I tried to ignore my woes during lunch in Kittery at Bob’s Clam Hut, a roadside stand where tourists and locals fuel up on fried clams and onion rings before doing battle at the nearby outlet malls. (I even spied a notable Boston chef taking photos of the menu.) My family savored plump scallops and French fries; I sipped a Diet Coke and tried not to vomit into a bush. But when I found myself lining up for the toilet for the fourth time, wedged behind a family of six who brought their lobster rolls into the bathroom with them, well, I knew I had to fish or cut bait.
I presented myself at an urgent care clinic not far from Bob’s. I expected that I would be asked to urinate in a cup, receive antibiotics, and return to my cove-side lair.
This is not how this story ends.
A tan blonde nurse appeared with my sample.
“You have moderate blood,” she said. “It could be a UTI or a kidney stone.”
“OK, but probably a UTI?” I chirped. The kidney stone suggestion alarmed me — I’d had one before, a pain that left me writhing on the emergency room floor and projectile vomiting.
She looked at me kindly.
“Or, well, bladder cancer.”
Screech. Halt. End of vacation. I fished in my purse and swallowed an Ativan dry, the only solid substance I’d ingested all day.
“You’re scaring me,” I squeaked.
She smiled reassuringly, slipped me a prescription for a bladder relaxant, and told me to call back in a couple days for my culture. Suddenly my lower back began spasming. I hobbled out the door.
Instead of lolling on Mother’s Beach during an inky pink sunset, my family and I were crammed into our Subaru Forester inching south on I-95 toward the Winchester Hospital ER in Sunday rush-hour traffic.
“What about mini-golf?” asked my 9-year-old.
“I want the hotel!” my toddler babbled.
I curled into the fetal position and turned on my heated seat as shards of pain shot through my sides.
By 9 p.m., my lounge chair had been replaced by a gurney and my blueberry cocktail had become an IV mixture of Bactrim, fluids, and Ativan. My plush hotel sheets were now scratchy hospital-issue blankets. I was wheeled into an ultrasound chamber; the only massage I was getting involved cold gel and a wand.

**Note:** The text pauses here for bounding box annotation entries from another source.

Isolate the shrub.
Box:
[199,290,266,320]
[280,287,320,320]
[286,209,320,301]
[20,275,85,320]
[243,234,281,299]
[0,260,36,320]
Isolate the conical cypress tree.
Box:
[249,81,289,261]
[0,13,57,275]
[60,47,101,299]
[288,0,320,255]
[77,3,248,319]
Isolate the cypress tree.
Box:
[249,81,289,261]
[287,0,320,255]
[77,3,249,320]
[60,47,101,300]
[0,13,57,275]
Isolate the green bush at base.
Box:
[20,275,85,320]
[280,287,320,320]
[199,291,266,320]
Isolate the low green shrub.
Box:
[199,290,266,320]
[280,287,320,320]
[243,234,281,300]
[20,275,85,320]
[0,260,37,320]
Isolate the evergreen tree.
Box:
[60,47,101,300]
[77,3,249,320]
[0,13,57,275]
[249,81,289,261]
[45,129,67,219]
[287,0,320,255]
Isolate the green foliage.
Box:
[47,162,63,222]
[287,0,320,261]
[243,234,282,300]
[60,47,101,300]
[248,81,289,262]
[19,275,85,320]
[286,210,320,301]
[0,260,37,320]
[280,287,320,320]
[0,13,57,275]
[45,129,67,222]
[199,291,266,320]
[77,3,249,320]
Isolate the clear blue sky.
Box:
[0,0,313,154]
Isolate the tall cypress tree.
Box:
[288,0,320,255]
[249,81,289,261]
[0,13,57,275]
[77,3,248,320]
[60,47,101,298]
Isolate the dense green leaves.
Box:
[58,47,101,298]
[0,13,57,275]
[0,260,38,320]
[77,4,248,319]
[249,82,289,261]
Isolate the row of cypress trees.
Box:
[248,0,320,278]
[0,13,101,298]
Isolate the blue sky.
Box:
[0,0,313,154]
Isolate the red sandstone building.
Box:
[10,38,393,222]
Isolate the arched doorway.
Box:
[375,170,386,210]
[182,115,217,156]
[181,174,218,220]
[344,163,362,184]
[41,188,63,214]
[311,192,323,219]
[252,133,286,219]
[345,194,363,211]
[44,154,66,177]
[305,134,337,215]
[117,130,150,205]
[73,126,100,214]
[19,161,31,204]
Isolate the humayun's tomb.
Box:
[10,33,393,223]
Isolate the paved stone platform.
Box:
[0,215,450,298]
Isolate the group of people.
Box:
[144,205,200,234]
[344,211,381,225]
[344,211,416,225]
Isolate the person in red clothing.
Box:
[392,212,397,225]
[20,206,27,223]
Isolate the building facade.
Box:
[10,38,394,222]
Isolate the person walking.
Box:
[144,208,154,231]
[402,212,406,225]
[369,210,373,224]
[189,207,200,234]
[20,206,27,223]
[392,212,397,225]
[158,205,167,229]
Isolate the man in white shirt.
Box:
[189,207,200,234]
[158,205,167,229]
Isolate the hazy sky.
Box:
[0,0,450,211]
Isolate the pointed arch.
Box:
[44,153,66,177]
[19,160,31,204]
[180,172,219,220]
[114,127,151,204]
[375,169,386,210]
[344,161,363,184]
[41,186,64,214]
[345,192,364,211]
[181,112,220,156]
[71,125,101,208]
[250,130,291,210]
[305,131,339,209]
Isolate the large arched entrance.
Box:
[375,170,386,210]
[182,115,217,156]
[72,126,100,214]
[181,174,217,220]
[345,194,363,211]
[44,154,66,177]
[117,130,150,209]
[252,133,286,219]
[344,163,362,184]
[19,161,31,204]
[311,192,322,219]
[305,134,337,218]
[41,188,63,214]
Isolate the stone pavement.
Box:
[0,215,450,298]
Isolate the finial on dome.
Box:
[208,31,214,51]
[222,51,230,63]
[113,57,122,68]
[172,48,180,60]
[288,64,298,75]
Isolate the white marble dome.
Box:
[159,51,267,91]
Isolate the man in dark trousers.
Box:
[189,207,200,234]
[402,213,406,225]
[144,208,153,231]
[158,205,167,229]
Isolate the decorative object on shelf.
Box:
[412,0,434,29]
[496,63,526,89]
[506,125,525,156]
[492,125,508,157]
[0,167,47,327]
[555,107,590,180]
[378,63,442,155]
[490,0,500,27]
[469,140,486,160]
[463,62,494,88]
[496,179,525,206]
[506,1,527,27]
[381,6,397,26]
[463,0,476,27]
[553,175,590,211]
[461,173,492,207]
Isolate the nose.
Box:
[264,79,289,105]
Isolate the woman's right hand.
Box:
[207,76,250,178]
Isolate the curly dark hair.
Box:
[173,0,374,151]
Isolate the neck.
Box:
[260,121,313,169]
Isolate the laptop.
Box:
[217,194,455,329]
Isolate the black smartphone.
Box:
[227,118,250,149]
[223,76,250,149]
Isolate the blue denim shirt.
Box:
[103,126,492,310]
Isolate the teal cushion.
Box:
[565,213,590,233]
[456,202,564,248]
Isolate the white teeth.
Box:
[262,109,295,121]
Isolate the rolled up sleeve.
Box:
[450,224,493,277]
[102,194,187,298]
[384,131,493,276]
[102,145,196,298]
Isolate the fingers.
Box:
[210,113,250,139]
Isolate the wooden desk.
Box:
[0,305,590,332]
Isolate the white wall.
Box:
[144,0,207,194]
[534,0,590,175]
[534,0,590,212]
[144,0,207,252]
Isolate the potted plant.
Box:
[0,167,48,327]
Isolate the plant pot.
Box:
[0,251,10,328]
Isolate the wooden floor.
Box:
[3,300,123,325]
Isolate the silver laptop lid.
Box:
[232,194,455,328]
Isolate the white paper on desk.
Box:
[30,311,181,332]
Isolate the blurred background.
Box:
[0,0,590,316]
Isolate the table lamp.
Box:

Happily, I was reassured by the doctor that everything looked normal and that, really, I probably had a poorly timed UTI.
On the negative side, the antibiotics made me so violently ill that I spent the next three days in bed shivering or dry heaving into a trash can. Our beautiful hotel room sat unoccupied, filled with our vacation things, waiting for a return that would never happen. The dress I was going to wear to “Murder on the Orient Express” at the Ogunquit Playhouse idled limply on a hanger like a girl never asked to prom. My toddler’s water wings sat on the front porch, awaiting a poolside frolic that would never come. I wondered if the staff would think we’d been kidnapped. But I didn’t have the energy to call or the will to admit defeat.
Finally, come Thursday, it became clear that we were never going back. My husband took the kids up for the day to swim, play mini-golf, and collect our things. Our summer vacation was over before it began.
But the hotel was nice enough to give us a credit so that we can return in the fall — during cranberry season.